The full build of APPerl (all standard modules, extensions, and docs) came out to under 24 MiB. To provide a lighter-weight version, the small
config was developed and came out to under 5 MiB. Debian's list of files in perl-base
was helpful for understanding what would be a decent subset for the small
config. Unfortunately, during the process of creating APPerl, Cosmopolitan Libc dropped support for Windows Vista and 7 as it was too difficult to support them as they do not have a true 64-bit address space. vista
configs were created to still create APPerl for those OSes. The vista
configs use a community fork of Cosmopolitan to still provide compatibility.

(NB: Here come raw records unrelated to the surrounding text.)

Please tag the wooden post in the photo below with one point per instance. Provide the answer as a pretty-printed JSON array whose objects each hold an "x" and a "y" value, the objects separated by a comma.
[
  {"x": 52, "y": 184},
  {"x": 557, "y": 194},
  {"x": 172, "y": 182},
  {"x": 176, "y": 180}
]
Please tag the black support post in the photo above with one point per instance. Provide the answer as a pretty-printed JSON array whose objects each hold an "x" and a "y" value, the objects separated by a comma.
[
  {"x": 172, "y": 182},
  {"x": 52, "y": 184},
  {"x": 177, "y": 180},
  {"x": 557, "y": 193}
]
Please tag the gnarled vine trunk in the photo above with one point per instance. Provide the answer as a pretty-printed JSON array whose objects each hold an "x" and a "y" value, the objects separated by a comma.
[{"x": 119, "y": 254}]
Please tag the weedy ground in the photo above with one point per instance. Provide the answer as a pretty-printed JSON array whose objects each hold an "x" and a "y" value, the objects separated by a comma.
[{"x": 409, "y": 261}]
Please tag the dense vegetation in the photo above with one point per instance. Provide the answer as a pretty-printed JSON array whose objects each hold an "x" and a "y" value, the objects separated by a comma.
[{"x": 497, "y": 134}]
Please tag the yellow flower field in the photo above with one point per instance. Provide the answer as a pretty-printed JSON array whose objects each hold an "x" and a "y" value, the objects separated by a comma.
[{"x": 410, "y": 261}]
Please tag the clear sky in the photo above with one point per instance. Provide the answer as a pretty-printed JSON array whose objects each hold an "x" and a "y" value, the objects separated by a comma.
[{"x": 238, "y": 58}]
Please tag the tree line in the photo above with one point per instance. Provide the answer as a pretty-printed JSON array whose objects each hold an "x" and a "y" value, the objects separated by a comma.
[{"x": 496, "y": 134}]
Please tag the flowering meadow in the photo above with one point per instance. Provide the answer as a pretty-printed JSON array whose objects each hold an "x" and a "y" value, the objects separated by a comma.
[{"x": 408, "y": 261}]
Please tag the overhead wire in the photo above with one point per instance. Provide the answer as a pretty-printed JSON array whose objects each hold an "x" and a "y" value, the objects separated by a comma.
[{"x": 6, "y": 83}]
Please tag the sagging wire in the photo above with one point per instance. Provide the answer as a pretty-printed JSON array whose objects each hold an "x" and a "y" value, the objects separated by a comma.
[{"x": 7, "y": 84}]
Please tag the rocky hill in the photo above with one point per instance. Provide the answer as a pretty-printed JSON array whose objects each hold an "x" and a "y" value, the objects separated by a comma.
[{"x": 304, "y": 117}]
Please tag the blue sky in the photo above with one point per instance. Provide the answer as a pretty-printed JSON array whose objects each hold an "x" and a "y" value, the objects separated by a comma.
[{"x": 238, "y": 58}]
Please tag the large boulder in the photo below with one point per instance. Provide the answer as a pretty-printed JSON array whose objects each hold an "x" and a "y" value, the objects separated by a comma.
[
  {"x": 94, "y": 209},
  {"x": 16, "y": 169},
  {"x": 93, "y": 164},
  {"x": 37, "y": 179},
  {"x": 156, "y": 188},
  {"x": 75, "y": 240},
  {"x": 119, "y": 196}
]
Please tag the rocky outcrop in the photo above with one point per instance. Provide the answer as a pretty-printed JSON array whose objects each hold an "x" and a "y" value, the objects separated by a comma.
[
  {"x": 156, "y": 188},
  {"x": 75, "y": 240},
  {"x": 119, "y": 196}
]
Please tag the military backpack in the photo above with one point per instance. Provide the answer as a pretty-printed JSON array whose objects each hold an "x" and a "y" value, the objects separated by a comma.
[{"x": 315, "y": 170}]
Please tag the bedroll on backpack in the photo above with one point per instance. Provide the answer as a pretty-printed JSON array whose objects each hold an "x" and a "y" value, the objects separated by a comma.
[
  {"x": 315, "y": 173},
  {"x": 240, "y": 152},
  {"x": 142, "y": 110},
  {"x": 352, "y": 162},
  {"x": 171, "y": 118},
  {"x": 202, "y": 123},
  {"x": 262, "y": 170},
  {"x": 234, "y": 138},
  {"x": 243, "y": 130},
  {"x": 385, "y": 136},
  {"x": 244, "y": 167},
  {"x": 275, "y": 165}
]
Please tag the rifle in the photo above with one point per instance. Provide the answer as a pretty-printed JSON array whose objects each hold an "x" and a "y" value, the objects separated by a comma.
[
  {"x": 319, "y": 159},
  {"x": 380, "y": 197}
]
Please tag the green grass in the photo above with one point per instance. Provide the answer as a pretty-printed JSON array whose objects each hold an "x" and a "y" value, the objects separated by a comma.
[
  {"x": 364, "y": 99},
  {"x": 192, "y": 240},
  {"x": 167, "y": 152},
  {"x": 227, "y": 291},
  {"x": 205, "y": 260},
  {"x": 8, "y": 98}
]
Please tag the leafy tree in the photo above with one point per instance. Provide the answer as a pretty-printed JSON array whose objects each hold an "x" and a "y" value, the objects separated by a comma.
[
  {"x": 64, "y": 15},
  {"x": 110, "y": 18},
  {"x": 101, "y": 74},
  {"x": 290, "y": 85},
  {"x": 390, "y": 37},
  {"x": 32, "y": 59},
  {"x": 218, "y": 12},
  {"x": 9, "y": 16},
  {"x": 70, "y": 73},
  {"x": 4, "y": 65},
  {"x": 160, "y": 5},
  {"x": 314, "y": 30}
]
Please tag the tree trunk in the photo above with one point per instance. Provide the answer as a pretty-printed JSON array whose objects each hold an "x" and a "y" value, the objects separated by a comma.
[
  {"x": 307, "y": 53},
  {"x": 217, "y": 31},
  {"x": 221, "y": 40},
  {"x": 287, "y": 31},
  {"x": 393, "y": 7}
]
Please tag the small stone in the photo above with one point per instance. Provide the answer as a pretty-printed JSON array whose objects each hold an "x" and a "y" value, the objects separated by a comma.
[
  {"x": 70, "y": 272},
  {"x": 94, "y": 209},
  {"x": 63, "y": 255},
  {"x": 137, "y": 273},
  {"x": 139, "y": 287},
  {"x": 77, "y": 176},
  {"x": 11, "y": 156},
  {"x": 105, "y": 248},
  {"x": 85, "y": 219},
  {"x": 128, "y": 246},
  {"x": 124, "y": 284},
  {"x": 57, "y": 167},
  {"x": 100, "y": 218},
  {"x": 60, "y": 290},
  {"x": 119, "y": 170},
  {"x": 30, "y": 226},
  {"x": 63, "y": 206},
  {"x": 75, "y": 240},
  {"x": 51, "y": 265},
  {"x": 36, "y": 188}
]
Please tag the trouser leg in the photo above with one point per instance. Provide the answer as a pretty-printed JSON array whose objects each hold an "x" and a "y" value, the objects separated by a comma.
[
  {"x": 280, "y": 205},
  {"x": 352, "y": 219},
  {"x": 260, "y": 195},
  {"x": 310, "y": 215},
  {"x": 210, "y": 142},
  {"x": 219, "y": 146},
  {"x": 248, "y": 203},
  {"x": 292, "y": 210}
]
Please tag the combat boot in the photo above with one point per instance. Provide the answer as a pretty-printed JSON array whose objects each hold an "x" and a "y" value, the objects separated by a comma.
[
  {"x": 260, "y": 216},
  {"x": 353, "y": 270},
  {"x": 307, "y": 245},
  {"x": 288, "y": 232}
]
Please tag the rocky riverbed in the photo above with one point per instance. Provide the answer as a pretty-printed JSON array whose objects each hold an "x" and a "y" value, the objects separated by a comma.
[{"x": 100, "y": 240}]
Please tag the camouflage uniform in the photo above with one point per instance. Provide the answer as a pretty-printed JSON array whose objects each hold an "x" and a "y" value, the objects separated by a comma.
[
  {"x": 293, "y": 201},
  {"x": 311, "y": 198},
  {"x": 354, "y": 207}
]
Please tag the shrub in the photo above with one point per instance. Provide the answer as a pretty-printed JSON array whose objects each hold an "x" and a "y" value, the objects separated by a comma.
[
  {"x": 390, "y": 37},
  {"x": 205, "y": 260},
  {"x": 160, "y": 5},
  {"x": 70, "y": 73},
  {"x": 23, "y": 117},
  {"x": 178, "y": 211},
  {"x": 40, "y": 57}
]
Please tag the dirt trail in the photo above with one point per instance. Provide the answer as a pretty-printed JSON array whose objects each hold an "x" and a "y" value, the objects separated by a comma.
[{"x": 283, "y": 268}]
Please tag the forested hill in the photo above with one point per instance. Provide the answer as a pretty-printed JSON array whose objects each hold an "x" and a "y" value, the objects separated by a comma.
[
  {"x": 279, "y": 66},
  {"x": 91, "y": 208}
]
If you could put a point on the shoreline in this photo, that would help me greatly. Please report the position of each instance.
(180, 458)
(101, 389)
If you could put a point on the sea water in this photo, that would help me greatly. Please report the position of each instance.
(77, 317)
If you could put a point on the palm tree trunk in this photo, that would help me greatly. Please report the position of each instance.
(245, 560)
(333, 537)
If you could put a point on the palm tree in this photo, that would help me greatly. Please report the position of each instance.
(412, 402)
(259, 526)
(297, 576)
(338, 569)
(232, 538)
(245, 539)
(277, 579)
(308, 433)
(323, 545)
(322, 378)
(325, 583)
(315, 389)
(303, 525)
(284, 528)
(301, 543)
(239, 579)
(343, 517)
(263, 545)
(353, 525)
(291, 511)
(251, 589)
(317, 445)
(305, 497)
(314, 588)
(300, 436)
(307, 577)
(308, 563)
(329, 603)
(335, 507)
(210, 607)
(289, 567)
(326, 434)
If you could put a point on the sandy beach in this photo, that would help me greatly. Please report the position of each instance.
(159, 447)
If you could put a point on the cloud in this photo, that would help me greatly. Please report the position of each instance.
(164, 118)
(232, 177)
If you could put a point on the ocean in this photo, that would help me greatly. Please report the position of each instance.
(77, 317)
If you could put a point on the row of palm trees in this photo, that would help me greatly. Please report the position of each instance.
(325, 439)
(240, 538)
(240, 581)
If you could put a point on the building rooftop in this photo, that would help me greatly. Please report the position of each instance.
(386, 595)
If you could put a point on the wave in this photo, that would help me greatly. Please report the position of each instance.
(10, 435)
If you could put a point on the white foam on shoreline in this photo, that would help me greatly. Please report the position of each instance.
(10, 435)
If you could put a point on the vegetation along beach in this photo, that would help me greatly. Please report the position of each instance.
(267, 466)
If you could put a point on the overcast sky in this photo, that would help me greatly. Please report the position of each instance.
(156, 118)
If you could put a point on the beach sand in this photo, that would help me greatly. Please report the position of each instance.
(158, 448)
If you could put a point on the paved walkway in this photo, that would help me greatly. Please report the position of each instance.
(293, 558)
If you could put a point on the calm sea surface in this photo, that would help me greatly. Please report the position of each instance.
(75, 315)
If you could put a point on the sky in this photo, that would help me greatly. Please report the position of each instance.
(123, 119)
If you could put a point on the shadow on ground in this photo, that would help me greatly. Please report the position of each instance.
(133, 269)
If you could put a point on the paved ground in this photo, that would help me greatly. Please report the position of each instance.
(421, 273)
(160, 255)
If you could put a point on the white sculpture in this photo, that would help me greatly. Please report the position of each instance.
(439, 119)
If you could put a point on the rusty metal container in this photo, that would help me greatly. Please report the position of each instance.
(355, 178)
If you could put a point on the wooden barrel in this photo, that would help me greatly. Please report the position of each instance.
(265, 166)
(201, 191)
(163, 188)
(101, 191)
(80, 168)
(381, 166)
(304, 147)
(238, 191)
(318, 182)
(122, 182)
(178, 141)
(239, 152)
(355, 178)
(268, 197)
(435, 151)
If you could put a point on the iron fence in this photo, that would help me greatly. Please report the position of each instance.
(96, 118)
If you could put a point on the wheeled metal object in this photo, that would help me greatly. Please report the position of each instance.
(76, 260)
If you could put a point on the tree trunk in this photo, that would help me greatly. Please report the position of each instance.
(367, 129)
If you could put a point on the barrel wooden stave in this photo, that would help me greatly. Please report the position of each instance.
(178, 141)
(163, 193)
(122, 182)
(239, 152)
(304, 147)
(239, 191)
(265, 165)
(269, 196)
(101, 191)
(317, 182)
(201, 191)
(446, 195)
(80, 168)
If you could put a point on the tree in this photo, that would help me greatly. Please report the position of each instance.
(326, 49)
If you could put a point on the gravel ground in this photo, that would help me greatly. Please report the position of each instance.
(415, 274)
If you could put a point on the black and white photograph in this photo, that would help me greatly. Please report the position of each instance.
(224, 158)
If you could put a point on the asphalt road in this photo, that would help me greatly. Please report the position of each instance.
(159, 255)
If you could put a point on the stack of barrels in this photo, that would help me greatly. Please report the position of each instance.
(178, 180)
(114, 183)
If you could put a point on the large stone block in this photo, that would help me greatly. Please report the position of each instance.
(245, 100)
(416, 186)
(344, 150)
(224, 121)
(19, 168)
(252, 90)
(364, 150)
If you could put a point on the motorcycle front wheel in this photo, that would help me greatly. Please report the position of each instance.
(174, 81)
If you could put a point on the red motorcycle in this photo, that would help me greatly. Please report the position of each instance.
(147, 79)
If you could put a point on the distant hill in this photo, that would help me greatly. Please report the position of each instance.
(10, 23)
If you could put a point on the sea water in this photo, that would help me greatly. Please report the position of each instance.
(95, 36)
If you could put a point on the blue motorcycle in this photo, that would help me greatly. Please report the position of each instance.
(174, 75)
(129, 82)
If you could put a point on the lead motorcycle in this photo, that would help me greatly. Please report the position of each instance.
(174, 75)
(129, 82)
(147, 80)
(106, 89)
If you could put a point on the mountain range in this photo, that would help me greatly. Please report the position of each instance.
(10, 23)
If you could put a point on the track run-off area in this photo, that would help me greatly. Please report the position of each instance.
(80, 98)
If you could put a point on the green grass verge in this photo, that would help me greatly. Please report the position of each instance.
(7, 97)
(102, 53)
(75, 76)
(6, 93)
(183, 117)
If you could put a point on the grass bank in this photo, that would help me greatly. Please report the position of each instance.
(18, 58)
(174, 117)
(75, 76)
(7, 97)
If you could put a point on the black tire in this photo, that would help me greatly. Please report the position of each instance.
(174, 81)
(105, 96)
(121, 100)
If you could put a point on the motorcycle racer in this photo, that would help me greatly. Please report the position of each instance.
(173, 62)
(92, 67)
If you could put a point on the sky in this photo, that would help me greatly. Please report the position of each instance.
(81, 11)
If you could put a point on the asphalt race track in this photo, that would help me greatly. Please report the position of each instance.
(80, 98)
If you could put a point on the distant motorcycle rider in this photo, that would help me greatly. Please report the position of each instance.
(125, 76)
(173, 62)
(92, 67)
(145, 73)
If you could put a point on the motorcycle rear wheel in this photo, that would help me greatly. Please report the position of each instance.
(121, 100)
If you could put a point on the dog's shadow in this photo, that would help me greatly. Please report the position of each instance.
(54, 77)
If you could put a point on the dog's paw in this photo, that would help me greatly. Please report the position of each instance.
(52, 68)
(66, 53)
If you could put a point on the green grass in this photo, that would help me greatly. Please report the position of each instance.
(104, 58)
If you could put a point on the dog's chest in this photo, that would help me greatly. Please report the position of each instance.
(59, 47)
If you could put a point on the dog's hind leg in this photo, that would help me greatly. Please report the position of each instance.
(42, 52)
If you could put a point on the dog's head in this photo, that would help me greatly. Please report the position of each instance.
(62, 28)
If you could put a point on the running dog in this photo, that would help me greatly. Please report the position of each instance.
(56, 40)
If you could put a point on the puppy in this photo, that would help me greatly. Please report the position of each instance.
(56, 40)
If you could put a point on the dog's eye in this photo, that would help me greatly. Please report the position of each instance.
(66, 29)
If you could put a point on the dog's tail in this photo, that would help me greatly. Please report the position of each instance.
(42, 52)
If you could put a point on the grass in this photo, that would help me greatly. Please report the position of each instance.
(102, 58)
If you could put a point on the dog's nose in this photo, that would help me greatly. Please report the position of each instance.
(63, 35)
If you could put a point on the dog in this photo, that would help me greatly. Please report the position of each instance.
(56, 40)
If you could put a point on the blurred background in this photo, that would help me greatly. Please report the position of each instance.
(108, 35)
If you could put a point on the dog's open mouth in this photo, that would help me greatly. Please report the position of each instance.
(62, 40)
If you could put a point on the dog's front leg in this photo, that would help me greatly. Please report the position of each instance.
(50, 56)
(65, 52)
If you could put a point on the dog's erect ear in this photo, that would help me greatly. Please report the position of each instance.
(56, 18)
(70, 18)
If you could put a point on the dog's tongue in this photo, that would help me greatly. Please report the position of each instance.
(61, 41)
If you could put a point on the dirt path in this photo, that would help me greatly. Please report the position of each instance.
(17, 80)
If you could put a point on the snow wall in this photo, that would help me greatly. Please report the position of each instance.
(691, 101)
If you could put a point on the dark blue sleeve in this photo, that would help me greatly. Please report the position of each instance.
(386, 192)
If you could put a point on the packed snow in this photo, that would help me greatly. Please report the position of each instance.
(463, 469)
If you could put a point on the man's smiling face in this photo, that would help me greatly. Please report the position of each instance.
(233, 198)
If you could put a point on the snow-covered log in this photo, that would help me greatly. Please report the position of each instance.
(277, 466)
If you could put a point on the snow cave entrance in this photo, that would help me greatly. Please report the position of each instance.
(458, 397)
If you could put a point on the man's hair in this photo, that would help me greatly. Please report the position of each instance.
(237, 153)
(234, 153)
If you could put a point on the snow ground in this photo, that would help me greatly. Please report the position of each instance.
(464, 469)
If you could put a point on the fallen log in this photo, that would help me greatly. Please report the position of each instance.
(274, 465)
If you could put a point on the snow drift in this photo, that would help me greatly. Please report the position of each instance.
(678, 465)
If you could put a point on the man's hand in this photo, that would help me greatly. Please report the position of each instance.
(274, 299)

The full potential of APPerl lies on how it's used. APPerl building into a single portable cross-platform binary could make it ideal to include in an development SDK. apperlm
is tailored to building custom builds of APPerl to package apps. Thus, it can allow you to create single binary releases of your Perl application. Perl is no longer a second-class citizen to languages that build to binaries, so it's more viable to use for users unable or unwilling to install Perl. Building Perl from source is not a requirement of an APPerl app, nobuild
configs are supported, allowing you to base your app off of an existing version of APPerl such as one of the official releases. APPerl can also ease the transition to newer Perl versions as deploying or switching out one binary is a lot easier than installing a whole tree of files.
Dogfooding
To verify APPerl was ready for external use, it is now used for binary releases of two of my projects: psx_mc_cli
and MHFS
.
psx_mc_cli
is a set of PlayStation MemoryCard file utilities. As expected it wasn't a very tricky port with it only having one non-core dependency, however attempting to make the smallest possible version with its perldoc documentation required some trial and error. To ease creating minimal applications, the "-" prefix was implemented in apperlm
to remove from the config set instead of replacing, a counter-part to the "+" prefix for appending to a config set. An install script was created to create symlinks or fallback to renamed copies of the binary to ease access to the embedded tools. apperl-project.json
MHFS
tested out a larger subset of APPerl as it is an HTTP media server. The APPerl port mainly required figuring out how to include the dependencies in APPerl. Perl itself was able to build and install the HTML-Template
, URI
, and Class-Inspector
distributions once they were copied to the cpan
directory. File::ShareDir::Install
was not included as MHFS's static files could just be added to zip_extra_files
. The App-MHFS
distribution and File::ShareDir
module were installed via copying from zip_extra_files
as their Makefile.PL
's had extension module dependencies (IO
and Time::HiRes
), making them unbuildable by miniperl
. After building, MHFS initially hung when handling some HTTP requests, however it wasn't from APPerl, but from a regression introduced attempting to clean up the socket code. Upon reverting the offending change, it worked as expected on Linux. Unfortunately, Windows compatibility isn't possible yet as Cosmopolitan doesn't support fcntl
F_SETFL
on Windows (needed to set O_NONBLOCK
on the sockets), but I am confident it will be soon be added as Cosmopolitan's Windows polyfills (for fork
, etc) have been spectacular. The recommended dependency MHFS::XS
was not added yet as libFLAC
must be ported to Cosmopolitan first. apperl-project.json
Wrap Up
APPerl binaries, usage information, and development links can be found on the APPerl webpage. APPerl and all things Cosmopolitan Libc are discussed in the redbean discord server.
Thank you to the Cosmopolitan Libc contributors for making it possible and encouraging me along the process, especially Justine Tunney and Gautham Venkatasubramanian.